Sinirini bozmanın bu kadar kolay olacağını tahmin edemezdim."Dude bu çok sinir bozucuydu.Aşırı sinir bozucuydu." dedi.İfadesiz bir şekilde ona bakıp "Ee!? Ne olmuş.?" diye sordum."Hey Alfred" diye seslendim "Evet" dedi.
-Alışverişe çıkalım mı?
-Sence başka bir seçeneğim var mı?
Gülümsedim,o da gülümsedi.3 saat süren alışverişten sonra epey bir sinir olmuş gözüküyordu.
-Yoruldun mu?
-Elbette.
-Acıktın mı?
-Pek değil.
-O zaman benimle gel.
Ona brokoli salatası uzattım.
-Eğer yemezsen çok kırılırım.
-Neden benden nefret etmiyormuydun?
-Evet ama bunun için çok uğraştım yemezsen kırılırım.
-Brokoli için mi?
-Evet.Sevmez misin?
-Hayır.
-Alfred ye şunu!
-İçine zehir katmadığın hakkında şüphelerim var.
-Senden, seni zehirleyecek kadar nefret etmiyorum!
-Hmm...Yesem mi yemesem mi?
-Ye!
-Elma dersem yerim armut dersem yemem.Portakal!
-Alfred bu şakanın modası geçti.
-Kusura bakma ama yiyemeyeceğim.
-Tamam seni zorlamıyorum
-Üzgünüm brokoliye alerjim var.
-Şu anda şakanın hiç sırası değil.
-Bu çok kötü.Brokoli çok yararlı.Natalia neden sen yemiyorsun?
-Brokoliyi pek sevmiyorum.Peki neden sen yemiyorsun?
-Hiç numara yapma.Kesin şunun içine zehir kattın.
-Hayır katmadım!
-Ye o zaman.
-Hayır üşeniyorum.
-O zaman ben sana yediririm!
-Ne! Hayır!!
-O zaman sen ye!Sen yemeden bende yemem.
Çatalımı brokoliye doğru uzattım.Brokoliyi ağzıma attım.Şimdi biraz daha rahatlamış görünüyordu.Yemeye başladı.Bana hiç güvenmiyordu.Bunu bu olayla tespit ettim.İvan'ın arkadaşı olduğundan büyük ihtimal onu öldüreceğimi zannediyordu.Alfred İvan'a göre bir arkadaştı.Benim garezim İvan'ın etrafındaki kızlaraydı.Dayanamadım ve sordum:
-Alfred.
-Efendim.
-Bana güveniyor musun?
-Hayır.
-Beni bir piskopat olarak mı görüyorsun?
-Evet.
Bu cevabı vereceğini tahmin etmiştim zaten.Bu söz biraz canımı yakmıştı.Nedenini anlayamamıştım.Nefret ettiğim birinden bana güvenmesini ve beni bi piskopat olarak görmemesini bekleyemezdim zaten.Bu normaldi hem de çok normal.Ondan ne kadar nefret ettiğimi bir kez daha içimden geçirdim.Şakalarıyla beni genelde çok sinir ederdi.Şimdi takmıyordum bile.Sadece öç alma derdindeyim. Bana dönerek:
-Hey Natalia! Benden istediğin başka bir şey var mı?

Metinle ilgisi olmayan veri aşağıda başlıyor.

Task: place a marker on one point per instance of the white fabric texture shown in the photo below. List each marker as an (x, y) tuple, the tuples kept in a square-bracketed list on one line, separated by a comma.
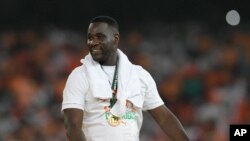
[(128, 82), (79, 93)]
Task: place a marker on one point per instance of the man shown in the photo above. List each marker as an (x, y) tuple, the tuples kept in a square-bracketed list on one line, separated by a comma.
[(103, 99)]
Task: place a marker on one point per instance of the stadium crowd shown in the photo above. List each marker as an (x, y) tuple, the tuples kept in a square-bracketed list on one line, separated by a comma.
[(202, 75)]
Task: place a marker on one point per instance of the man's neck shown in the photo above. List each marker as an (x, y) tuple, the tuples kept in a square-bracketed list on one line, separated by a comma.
[(111, 61)]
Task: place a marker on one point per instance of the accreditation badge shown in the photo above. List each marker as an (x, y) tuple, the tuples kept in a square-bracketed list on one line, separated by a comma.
[(114, 120)]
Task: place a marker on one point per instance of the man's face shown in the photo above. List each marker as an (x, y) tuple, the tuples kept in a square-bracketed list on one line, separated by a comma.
[(101, 41)]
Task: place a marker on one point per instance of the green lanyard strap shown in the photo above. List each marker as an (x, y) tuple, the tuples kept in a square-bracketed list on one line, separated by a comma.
[(114, 85)]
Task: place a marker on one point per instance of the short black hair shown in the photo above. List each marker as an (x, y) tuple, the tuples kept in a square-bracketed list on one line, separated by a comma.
[(106, 19)]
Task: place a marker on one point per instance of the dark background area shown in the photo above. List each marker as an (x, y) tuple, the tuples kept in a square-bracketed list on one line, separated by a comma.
[(75, 13), (199, 62)]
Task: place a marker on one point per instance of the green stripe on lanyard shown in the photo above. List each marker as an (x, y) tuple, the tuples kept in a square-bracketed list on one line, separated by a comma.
[(114, 84)]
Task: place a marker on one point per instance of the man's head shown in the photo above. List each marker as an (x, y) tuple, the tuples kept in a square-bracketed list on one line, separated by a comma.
[(103, 39)]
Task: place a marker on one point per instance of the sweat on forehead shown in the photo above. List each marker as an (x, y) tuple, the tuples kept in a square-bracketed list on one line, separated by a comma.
[(108, 20)]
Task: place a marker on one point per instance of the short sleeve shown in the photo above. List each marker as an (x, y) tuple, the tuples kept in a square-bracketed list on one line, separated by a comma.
[(75, 90), (152, 98)]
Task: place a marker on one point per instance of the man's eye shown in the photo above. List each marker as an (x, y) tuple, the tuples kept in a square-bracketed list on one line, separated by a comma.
[(101, 36), (90, 38)]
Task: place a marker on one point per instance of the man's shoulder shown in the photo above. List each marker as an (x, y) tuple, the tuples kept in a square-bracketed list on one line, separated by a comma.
[(79, 70), (141, 71)]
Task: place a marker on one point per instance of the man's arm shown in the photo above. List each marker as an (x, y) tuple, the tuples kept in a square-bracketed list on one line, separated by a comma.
[(73, 124), (169, 123)]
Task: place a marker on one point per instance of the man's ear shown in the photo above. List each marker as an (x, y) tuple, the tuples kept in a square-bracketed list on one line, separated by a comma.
[(117, 38)]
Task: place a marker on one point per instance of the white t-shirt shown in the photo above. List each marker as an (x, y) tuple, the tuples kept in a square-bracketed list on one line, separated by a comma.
[(76, 94)]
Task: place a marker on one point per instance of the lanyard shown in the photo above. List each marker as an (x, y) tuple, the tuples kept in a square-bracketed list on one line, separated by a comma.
[(114, 85)]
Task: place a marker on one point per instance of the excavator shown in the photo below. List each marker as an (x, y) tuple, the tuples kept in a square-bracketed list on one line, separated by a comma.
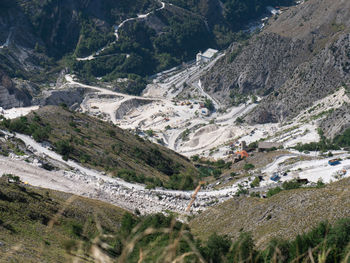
[(194, 195)]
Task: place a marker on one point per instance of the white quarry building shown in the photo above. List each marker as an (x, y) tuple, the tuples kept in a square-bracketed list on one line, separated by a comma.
[(206, 56)]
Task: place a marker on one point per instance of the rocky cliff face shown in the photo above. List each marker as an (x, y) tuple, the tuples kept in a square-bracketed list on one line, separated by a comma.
[(299, 58), (12, 95)]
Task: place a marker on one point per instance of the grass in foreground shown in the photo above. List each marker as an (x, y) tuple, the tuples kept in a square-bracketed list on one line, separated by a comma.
[(37, 225)]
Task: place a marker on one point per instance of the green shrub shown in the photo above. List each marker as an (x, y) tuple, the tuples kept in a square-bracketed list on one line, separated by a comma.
[(274, 191)]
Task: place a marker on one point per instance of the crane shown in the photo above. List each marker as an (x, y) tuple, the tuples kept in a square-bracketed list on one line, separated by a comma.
[(194, 195)]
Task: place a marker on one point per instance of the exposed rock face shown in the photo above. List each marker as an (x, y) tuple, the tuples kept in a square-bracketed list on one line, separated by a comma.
[(10, 95), (301, 57), (128, 105), (337, 122)]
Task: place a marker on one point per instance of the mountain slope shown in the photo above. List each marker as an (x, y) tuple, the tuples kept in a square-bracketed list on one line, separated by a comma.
[(102, 146), (300, 57), (39, 225), (284, 215)]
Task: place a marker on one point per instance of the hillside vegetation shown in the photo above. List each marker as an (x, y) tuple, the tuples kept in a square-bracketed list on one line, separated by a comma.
[(301, 56), (102, 146), (38, 225)]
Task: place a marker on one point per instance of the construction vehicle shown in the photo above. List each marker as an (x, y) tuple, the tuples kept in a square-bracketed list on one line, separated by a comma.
[(194, 195)]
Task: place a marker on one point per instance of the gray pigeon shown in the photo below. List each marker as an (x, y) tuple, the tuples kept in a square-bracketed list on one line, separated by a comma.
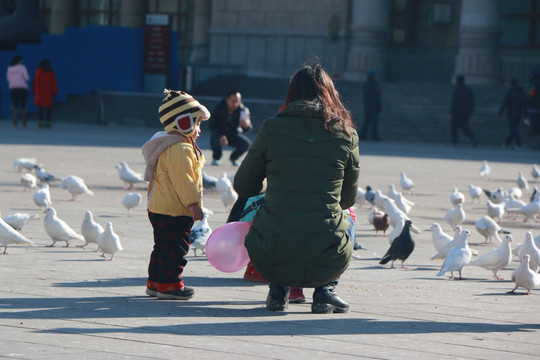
[(401, 248)]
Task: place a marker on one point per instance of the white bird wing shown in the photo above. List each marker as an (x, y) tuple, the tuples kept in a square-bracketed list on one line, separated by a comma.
[(8, 235)]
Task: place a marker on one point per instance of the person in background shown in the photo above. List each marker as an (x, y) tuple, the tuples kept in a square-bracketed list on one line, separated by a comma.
[(515, 105), (174, 165), (372, 107), (461, 108), (230, 120), (307, 155), (17, 77), (45, 88)]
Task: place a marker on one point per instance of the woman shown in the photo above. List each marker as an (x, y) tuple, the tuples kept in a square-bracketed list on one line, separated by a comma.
[(44, 88), (308, 154), (17, 77)]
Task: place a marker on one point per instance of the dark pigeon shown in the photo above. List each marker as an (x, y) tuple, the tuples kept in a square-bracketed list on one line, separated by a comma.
[(401, 247)]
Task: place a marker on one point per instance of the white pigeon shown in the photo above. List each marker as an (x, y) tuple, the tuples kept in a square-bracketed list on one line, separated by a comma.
[(535, 172), (8, 235), (18, 220), (529, 247), (392, 192), (109, 242), (406, 183), (28, 181), (439, 237), (200, 232), (457, 197), (530, 210), (496, 259), (524, 277), (371, 214), (360, 196), (403, 203), (485, 169), (90, 229), (57, 229), (446, 248), (223, 183), (488, 228), (495, 210), (396, 231), (514, 193), (455, 216), (76, 186), (43, 175), (131, 201), (42, 197), (523, 184), (228, 198), (475, 192), (128, 176), (458, 256), (24, 163)]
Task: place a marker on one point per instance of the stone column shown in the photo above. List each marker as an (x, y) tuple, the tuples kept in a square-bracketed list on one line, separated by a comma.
[(201, 36), (132, 13), (62, 15), (369, 38), (479, 58)]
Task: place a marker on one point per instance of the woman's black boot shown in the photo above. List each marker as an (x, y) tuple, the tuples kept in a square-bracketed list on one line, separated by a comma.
[(325, 300), (278, 297)]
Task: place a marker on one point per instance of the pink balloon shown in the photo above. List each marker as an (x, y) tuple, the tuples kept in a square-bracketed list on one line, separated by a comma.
[(225, 247)]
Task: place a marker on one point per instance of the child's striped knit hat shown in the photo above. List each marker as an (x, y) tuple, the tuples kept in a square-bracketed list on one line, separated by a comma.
[(180, 111)]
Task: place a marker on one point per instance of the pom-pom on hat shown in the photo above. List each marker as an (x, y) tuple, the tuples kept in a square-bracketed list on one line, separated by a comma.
[(181, 112)]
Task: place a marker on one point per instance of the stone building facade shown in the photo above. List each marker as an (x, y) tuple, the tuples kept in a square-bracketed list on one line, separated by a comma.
[(404, 40)]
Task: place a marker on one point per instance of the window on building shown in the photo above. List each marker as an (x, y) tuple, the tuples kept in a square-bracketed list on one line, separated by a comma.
[(99, 12), (403, 19), (520, 26)]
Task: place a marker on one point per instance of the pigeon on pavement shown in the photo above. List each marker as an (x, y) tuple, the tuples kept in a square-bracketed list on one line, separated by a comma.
[(529, 247), (485, 170), (455, 216), (76, 186), (496, 259), (131, 201), (458, 256), (28, 181), (24, 163), (401, 248), (8, 235), (524, 277), (90, 229), (42, 197), (128, 176), (109, 242), (57, 229)]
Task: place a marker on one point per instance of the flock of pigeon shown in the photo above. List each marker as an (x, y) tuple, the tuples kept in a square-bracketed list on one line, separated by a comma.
[(106, 239), (393, 208)]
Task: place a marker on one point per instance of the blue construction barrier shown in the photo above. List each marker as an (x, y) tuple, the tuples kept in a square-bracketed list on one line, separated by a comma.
[(88, 59)]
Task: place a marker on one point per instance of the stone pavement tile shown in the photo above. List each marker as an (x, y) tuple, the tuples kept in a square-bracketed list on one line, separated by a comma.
[(59, 302)]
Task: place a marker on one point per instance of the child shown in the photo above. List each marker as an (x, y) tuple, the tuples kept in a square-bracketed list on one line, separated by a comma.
[(174, 170)]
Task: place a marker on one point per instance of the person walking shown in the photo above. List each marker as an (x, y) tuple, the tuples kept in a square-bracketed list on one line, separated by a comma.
[(307, 156), (17, 77), (372, 107), (230, 120), (45, 88), (462, 106), (515, 105)]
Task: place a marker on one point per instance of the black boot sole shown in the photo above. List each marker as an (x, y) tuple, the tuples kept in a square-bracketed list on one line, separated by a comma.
[(323, 308)]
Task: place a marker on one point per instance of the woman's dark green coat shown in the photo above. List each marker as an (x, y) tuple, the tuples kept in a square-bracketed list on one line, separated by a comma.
[(298, 237)]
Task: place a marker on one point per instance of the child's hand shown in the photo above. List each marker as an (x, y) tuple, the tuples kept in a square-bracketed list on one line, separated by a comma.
[(196, 212)]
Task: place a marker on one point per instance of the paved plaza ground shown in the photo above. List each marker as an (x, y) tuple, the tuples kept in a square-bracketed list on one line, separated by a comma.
[(66, 303)]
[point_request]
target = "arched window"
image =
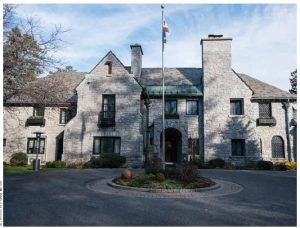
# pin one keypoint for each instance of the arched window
(277, 147)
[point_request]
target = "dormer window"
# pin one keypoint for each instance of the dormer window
(109, 67)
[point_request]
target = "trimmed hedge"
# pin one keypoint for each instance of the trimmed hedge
(19, 159)
(55, 164)
(217, 163)
(264, 165)
(106, 160)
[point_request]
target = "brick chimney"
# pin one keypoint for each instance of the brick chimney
(216, 52)
(136, 60)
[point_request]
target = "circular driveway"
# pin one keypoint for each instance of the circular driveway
(61, 198)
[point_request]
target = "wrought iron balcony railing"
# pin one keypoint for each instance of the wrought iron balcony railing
(35, 121)
(172, 115)
(106, 119)
(266, 121)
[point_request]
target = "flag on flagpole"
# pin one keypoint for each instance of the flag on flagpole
(165, 31)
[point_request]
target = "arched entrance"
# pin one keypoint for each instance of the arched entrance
(173, 145)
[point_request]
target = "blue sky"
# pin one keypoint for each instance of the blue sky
(263, 46)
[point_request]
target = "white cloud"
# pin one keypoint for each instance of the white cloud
(264, 38)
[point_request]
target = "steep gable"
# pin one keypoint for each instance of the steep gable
(102, 66)
(262, 90)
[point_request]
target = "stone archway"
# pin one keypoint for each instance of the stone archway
(173, 145)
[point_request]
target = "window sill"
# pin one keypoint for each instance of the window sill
(236, 116)
(191, 115)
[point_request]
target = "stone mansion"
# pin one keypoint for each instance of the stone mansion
(211, 112)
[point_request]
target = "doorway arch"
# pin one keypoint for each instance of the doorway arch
(173, 145)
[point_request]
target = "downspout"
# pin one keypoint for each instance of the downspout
(286, 106)
(147, 103)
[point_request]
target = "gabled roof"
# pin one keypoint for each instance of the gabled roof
(173, 76)
(108, 54)
(262, 90)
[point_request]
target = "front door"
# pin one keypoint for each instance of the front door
(172, 145)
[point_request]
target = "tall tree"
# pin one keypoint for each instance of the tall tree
(293, 80)
(27, 53)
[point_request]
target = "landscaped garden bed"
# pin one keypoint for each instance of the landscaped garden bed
(153, 182)
(185, 176)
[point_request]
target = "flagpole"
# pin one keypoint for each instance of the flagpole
(163, 90)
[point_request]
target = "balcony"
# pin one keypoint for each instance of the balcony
(266, 121)
(35, 121)
(106, 119)
(172, 115)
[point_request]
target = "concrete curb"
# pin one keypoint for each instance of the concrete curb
(151, 190)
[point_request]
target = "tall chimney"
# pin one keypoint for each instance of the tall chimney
(216, 53)
(136, 60)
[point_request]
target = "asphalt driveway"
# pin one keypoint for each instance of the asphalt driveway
(60, 198)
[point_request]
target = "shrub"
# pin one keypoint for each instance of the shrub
(170, 173)
(76, 165)
(87, 165)
(198, 162)
(186, 172)
(264, 165)
(55, 164)
(19, 159)
(48, 165)
(160, 177)
(217, 163)
(140, 180)
(291, 165)
(153, 165)
(281, 166)
(107, 160)
(250, 165)
(229, 165)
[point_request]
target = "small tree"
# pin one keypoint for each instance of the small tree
(293, 80)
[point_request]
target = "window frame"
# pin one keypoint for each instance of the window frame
(35, 140)
(109, 67)
(191, 142)
(60, 115)
(243, 147)
(170, 100)
(190, 100)
(233, 100)
(283, 147)
(106, 137)
(36, 111)
(270, 109)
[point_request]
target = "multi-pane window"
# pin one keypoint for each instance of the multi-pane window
(108, 106)
(236, 107)
(264, 110)
(38, 111)
(107, 145)
(193, 146)
(277, 147)
(32, 146)
(63, 116)
(109, 67)
(191, 107)
(238, 147)
(171, 106)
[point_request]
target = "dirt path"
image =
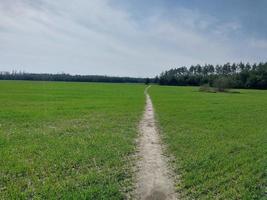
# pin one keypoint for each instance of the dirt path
(153, 176)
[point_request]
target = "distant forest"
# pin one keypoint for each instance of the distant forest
(68, 78)
(229, 75)
(233, 75)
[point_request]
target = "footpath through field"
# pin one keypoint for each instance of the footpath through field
(154, 179)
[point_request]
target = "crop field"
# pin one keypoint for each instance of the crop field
(67, 140)
(62, 140)
(219, 141)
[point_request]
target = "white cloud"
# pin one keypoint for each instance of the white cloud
(94, 37)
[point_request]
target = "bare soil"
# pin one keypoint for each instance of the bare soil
(154, 178)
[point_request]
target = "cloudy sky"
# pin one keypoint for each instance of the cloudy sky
(129, 38)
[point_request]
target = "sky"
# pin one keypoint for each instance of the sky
(138, 38)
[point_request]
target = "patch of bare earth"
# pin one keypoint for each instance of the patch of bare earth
(153, 181)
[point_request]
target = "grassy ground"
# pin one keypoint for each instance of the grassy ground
(67, 140)
(219, 141)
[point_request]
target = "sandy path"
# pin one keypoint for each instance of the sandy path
(153, 176)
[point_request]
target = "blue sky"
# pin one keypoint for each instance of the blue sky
(129, 38)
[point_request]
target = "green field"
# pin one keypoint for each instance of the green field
(219, 141)
(75, 140)
(67, 140)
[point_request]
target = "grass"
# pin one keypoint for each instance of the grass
(67, 140)
(219, 141)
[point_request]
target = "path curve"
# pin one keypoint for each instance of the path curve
(154, 180)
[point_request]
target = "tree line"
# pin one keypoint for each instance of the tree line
(67, 77)
(233, 75)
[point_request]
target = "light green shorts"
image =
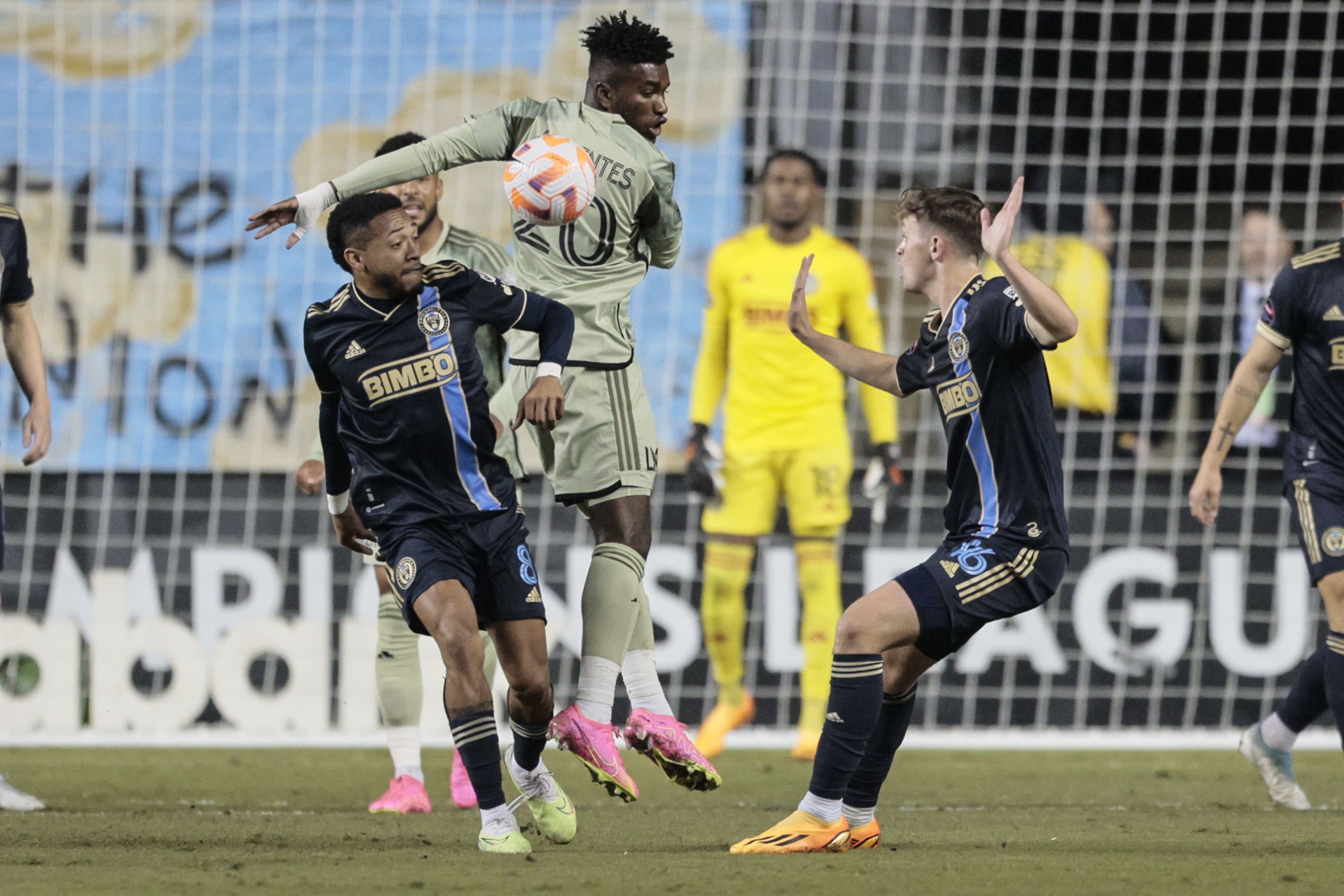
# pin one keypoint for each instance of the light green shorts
(607, 445)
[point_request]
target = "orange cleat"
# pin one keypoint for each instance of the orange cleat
(866, 836)
(721, 720)
(799, 833)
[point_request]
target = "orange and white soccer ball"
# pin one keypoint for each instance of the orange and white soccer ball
(551, 181)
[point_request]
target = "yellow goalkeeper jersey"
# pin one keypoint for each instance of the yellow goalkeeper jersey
(780, 394)
(1080, 370)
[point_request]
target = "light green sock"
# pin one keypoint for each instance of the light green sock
(397, 667)
(639, 668)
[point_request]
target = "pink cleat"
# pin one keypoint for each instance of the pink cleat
(460, 784)
(663, 739)
(594, 746)
(404, 796)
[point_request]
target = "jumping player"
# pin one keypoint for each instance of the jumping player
(404, 400)
(603, 457)
(1007, 547)
(1304, 312)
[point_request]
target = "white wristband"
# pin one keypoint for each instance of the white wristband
(312, 203)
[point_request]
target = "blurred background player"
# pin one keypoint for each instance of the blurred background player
(1007, 544)
(603, 457)
(785, 432)
(23, 349)
(1051, 245)
(417, 431)
(397, 665)
(1304, 312)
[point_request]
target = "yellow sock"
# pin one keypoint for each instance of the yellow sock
(724, 609)
(819, 582)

-Beni neden piskopat olarak görüyosun?!
-Beni öldürecekmiş gibi duruyorsunda ondan.
-Hmm... Tamam.
Evet benim onu öldürmek istediğim zamanlar olmuştu.Çünkü sinirlerimi bozuyordu..Ama bu öfke nedense azalmıştı.Sanırım öcümü almıştım.Birden irkildim.Ne düşünüyordum ben!Bir iki gün sonra tamamen alıcaktım."Ben gidiyorum" dedi.Bende tamam dedim
-Kendin gidebilecek misin?Saat epey geç oldu.
-Evet teşekkürler.
Zaman ne kadarda hızlı geçiyormuş.Alfred ile ladese girdiğimizde saat 10.00 dı şimdi ise 21.00 dı.Uykumun geldiğini farkettim.Bugün çok yorulmuştum normaldi.